A day after Charlie Baker said he’s opposed to Syrian refugees resettling in Massachusetts until he knows more details, the governor is pushing back against critics who’ve accused him of a lack of compassion—and of joining a broader national push to ban such resettlement.

“I got asked several times, ‘Does this mean you want a ban?’ And I said no,” Baker said today at the State House. “What I want is information. But until I have that information, I want to look out for the safety and security of the people of the Commonwealth of Massachusetts.”

Yesterday, Baker said, his administration reached out to the U.S. State Department to begin the conversation he feels is necessary before resettlement can occur.

“I get the fact—and I believe in—that Massachusetts has been an active and engaged and cooperative participant with the State Department and its refugee resettlement programs for years,” the governor added. “That’s part of who we are and what we’re about. But Syria is a very complicated place.

“What I’m looking for is some guidance from the feds about how they plan to incorporate that into the process they pursue, so that the Commonwealth has some idea about how this is going to work. Because in the end, the safety and security of people in Massachusetts is my highest priority.”

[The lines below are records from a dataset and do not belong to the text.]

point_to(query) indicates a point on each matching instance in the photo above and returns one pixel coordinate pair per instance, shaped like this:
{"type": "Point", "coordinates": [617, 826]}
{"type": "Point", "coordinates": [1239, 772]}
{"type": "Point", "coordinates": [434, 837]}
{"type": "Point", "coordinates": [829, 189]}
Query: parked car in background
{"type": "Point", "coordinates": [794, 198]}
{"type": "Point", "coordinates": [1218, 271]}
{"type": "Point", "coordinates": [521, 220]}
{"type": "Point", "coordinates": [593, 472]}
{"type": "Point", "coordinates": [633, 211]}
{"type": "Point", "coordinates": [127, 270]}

For the record, Baker didn’t actually say an unequivocal “no” yesterday to when he was repeatedly asked if he supports a ban. But he never actually used the term himself. And in an exchange that lasted about three minutes, and was littered with confusing double negatives, it seemed clear that the reporters questioning Baker were more interested in discussing a possible ban than he was. 

As he explained his concerns Tuesday, the governor also noted that duplicate Syrian passports were found near one of the perpetrators on last week’s lethal terrorist attacks on Paris, and on a man arrested in Serbia after the attacks.

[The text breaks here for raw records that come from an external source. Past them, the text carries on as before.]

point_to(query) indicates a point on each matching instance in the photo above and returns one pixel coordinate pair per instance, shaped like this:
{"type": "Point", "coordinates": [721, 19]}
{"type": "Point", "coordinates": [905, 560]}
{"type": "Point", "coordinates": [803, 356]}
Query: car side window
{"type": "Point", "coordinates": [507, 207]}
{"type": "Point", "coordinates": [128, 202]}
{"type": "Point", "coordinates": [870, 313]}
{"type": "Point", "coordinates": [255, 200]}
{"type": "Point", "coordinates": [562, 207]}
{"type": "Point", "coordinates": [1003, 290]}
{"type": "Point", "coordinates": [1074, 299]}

Baker’s stance has elicited sharp pushback from Massachusetts Democrats, including Congressman Seth Moulton, who tweeted: “It’s a shame that Governor Baker doesn’t know the difference between refugees and those from whom they need refuge.”

Today, Baker took sharp issue with that critique

“First of all, I doubt that Congressman Moulton actually heard my whole statement--because if he did, I can’t believe that’s what he would have said,” Baker said. “And secondly, I think it’s unfortunate that a serious guy like that went straight to the partisan talking points with respect to how he responded on that, instead of engaging in the serious conversation that I believe we should all be having.”

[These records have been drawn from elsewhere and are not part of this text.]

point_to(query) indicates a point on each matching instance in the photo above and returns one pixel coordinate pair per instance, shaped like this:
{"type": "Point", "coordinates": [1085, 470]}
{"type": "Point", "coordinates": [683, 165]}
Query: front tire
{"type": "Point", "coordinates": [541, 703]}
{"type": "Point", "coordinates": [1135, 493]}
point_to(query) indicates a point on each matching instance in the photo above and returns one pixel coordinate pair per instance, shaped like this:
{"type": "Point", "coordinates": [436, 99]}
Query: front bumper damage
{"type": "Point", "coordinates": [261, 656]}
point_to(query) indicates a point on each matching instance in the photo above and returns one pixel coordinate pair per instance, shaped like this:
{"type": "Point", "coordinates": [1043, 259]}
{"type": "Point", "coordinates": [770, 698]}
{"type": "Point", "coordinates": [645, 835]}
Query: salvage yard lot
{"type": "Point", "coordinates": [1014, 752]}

Baker also pointed out that several Democrats have expressed concerns similar to his own.

“Senator Markey yesterday, and Congressman McGovern, as well as several senior members of the FBI, all said that the vetting process associated with refugee resettlement—especially as it relates to Syria—probably needs a once over,” Baker said. “That’s what I’m looking for.”

Yesterday on Boston Public Radio, Democratic Congressman Stephen Lynch made a similar argument.

Appearing with Baker yesterday, Marty Walsh, the Democratic Mayor of Boston, took a position similar to the governor’s—but later issued a statement that seemed to soften his stance.

Asked if he had any inclination to do something similar, Baker responded with an unequivocal no.

“I’m not going to walk back anything I said yesterday,” the governor replied. “I can’t help it if somebody chose to use a phrase instead of a sentence to report what I actually said.”